Si l’on s’est interrompu au milieu de la ‘Amida, en parlant, ou au contraire en se taisant ; si l’interruption a été courte, on reprend sa prière depuis l’endroit où l’on s’est interrompu ; mais si l’interruption a été longue, de façon que, dans un tel laps de temps, le fidèle aurait pu réciter l’intégralité de la ‘Amida, du début à la fin, il faut revenir au début de la ‘Amida. Selon certains avis, il n’y a pas, à cet égard, de différence à faire entre le cas où l’interruption a été motivée par la propre volonté du fidèle et le cas où celui-ci s’est trouvé contraint : en tout état de cause, dès lors que le temps de l’interruption équivaut au temps nécessaire au fidèle pour réciter la ‘Amida, il lui faut reprendre celle-ci à son début (Choul’han ‘Aroukh 104, 5). Selon d’autres, c’est seulement dans le cas où l’interruption a été causée par une contrainte que l’on revient au début ; si, en revanche, on s’est interrompu volontairement, on ne reprend sa prière qu’à l’endroit de l’interruption, même si celle-ci a été longue (Rama 65, 1 ; Michna Beroura 104, 16)[1].

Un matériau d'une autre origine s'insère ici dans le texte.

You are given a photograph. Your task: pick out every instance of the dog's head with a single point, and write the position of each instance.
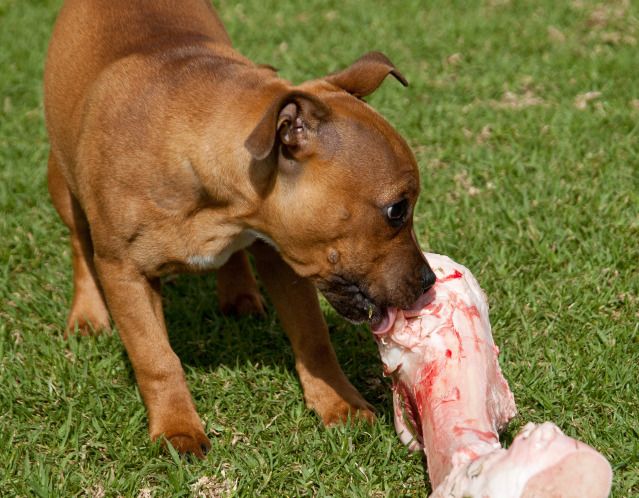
(342, 187)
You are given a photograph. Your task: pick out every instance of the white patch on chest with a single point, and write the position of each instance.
(214, 261)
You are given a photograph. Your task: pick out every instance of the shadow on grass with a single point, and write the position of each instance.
(204, 339)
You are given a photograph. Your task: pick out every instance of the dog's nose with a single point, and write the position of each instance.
(427, 278)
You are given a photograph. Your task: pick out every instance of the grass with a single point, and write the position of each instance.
(528, 179)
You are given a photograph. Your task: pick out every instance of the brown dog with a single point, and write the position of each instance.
(172, 152)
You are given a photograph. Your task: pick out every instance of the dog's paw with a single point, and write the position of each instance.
(343, 412)
(245, 304)
(334, 409)
(196, 444)
(87, 322)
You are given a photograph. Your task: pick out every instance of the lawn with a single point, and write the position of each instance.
(524, 117)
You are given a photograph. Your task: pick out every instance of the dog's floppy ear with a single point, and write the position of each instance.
(365, 75)
(293, 119)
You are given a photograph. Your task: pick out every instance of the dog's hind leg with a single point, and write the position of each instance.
(88, 311)
(237, 289)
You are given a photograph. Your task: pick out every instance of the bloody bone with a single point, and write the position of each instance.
(451, 399)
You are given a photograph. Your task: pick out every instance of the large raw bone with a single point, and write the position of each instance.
(451, 399)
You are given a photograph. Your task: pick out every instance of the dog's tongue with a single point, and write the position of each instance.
(386, 323)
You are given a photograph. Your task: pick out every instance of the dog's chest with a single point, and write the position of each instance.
(212, 260)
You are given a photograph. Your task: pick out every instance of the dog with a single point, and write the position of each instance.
(171, 152)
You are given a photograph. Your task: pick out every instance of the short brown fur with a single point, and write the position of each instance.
(172, 152)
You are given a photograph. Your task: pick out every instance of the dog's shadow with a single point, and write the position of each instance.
(204, 338)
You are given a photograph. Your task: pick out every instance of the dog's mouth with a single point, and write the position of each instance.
(353, 301)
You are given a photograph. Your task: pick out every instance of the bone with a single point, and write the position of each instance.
(451, 400)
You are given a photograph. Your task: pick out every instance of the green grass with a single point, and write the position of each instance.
(539, 198)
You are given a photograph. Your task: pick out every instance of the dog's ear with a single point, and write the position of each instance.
(293, 119)
(365, 75)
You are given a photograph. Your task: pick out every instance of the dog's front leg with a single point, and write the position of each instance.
(136, 306)
(326, 388)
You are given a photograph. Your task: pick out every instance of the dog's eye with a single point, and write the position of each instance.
(396, 214)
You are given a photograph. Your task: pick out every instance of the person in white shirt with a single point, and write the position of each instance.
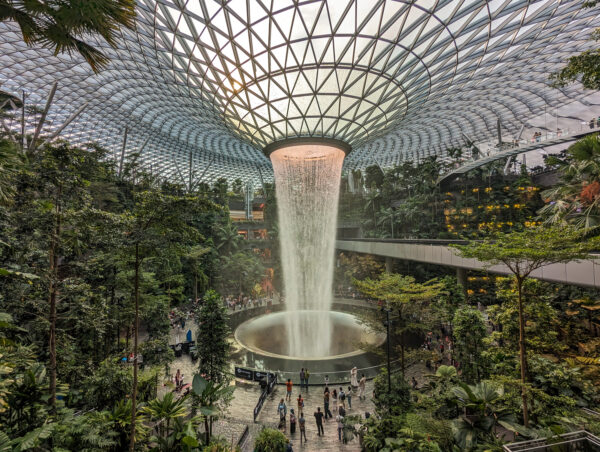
(340, 420)
(361, 387)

[a]. Sur la structure générale de la ‘Amida, voir chap. 17 § 10.
[1]. Les décisionnaires discutent de la règle applicable à celui qui parle volontairement au milieu de sa ‘Amida. Selon certains, la règle est semblable à tous les cas où l’on s’interrompt au milieu de la ‘Amida. Telle est l’opinion du Choul’han ‘Aroukh, du Taz, du Kaf Ha’haïm 104, 33. Selon d’autres, puisque l’interruption a été intentionnelle, la prière est invalidée, et il faut donc la reprendre à son début. Telle est l’opinion du Ba’h, du Maguen Avraham et du ‘Hayé Adam. Voir aussi Béour Halakha 104, 6.